存在証明の不可能性

■天使の証明 不存在証明の不可能性は悪魔の証明なんてカッコ良い名前まであって特別扱いですが,存在証明だって厳密なことをいえば不可能です。小悪魔の証明か天使の証明とでも呼んであげなければ不公平です。

■定義の問題
 存在証明は実例を一つ示せば済むと言われますが,そう簡単ではありません。例えば「白いカラス」の存在を示すには,先ず「白いカラス」の定義をしなければなりません。「これは白いカラスだ」と示しても,「いや,少し黒が入っているからグレーのカラスだ」と反論されるかも知れません。となると,明度の厳密な取り決めや,目は黒くて良いが,羽毛の○○%以上が白いこと,とか細かいことを言い出したら大変です。

 存在証明の前段の定義段階から前に進まない可能性があります。果たしてその定義でよいかという疑問は永遠に決着しないでしょう。なので,適当なところで妥協せざるを得ませんが,そうなると厳密な存在証明といえるのか怪しいものです。

■測定誤差の問題
 定義の問題は解決出来たとしても,次に測定や観察の誤差の問題があります。白いカラスの様に見えているけど,見間違いの可能性も有ります。人間の目では信用出来ないので,測定機器を使うことにしましょう。それでも測定誤差の問題が有ります。誤差ゼロは有り得ませんので,許容誤差を決める必要があります。

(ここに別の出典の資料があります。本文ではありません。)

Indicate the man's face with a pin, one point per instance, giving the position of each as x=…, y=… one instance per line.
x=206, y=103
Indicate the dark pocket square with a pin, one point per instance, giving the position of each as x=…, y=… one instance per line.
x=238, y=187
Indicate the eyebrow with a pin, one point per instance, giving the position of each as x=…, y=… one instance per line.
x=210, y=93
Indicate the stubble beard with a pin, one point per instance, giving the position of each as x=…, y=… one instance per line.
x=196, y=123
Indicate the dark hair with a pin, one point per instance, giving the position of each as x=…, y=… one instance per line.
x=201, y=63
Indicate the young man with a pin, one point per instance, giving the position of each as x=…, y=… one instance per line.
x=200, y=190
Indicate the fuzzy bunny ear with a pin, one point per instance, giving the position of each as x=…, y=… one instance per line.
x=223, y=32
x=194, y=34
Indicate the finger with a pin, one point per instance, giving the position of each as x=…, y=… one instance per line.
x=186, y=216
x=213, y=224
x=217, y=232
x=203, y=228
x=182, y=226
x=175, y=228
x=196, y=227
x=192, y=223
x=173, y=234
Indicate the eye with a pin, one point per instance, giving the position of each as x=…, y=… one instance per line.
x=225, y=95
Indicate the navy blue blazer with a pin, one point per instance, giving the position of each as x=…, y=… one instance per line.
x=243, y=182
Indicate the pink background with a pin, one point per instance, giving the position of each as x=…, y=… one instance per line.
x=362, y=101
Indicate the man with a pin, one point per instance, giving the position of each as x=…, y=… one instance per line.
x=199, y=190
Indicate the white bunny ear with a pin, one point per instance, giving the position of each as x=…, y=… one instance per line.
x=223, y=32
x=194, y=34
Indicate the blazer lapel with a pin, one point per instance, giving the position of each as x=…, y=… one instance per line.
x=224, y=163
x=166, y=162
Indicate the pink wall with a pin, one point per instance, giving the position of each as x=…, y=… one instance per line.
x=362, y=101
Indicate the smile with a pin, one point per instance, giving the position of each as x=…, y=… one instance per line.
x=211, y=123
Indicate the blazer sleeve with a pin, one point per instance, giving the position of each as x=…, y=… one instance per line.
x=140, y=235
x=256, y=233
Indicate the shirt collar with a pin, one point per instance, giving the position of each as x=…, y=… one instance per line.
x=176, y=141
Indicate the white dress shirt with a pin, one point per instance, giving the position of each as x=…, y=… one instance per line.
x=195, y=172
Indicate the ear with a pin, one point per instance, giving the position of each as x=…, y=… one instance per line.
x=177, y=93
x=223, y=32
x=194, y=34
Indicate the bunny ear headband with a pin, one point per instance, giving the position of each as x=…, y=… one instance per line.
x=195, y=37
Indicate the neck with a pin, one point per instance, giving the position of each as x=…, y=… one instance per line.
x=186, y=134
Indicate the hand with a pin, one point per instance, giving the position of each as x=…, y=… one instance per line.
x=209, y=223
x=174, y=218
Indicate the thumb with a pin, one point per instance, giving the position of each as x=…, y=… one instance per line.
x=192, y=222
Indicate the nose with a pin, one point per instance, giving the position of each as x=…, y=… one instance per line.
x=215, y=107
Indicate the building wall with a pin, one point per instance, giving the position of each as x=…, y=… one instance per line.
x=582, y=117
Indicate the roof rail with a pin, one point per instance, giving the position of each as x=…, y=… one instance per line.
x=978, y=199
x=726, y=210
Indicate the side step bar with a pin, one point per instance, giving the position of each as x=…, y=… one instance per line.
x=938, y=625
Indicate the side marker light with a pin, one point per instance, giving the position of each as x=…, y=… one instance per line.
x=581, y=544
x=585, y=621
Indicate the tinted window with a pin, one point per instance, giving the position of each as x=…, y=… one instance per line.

つまり,必ず測定の間違いはあると言うことです。もちろん,その可能性は非常に小さくできます。

 なお,誤差は一般に正規分布します。3σを超える誤差は皆無に近いですがゼロではありません。従ってどんな大きな誤差もあり得ます。誰がみたって白いカラスに見えていても実は真っ黒いカラスたっだということも絶対無いとはいえません。実際上そんなことを考えても仕方有りませんが,理屈的にはそうなります。

■程度問題
 以上の話は,屁理屈でイチャモンを付けているようなもので,実用レベルの証明なら簡単にできます。あくまで思弁的に厳密なことを言い出したらならばの話です。そしてそれは,悪魔の証明も全く同じです。実用レベルなら不存在の証明だって普通に行っています。

 要するに,存在証明と不存在証明の不可能性は程度問題に過ぎないと言うことです。普通は,不存在証明より存在証明の誤差がずっと小さいと言うだけです。重要なのはその誤差がどの程度かでしょう。どんなことでも不確実性は必ず有りますが,考えている事柄についてどの程度の精度が要求されるかを考えなければいけません。

 残念ながら,程度の概念のない言説をよく見かけます。「本当に危険が存在しないと言えるのか」,「本当に,非科学的と言えるのか」。答えは程度次第です。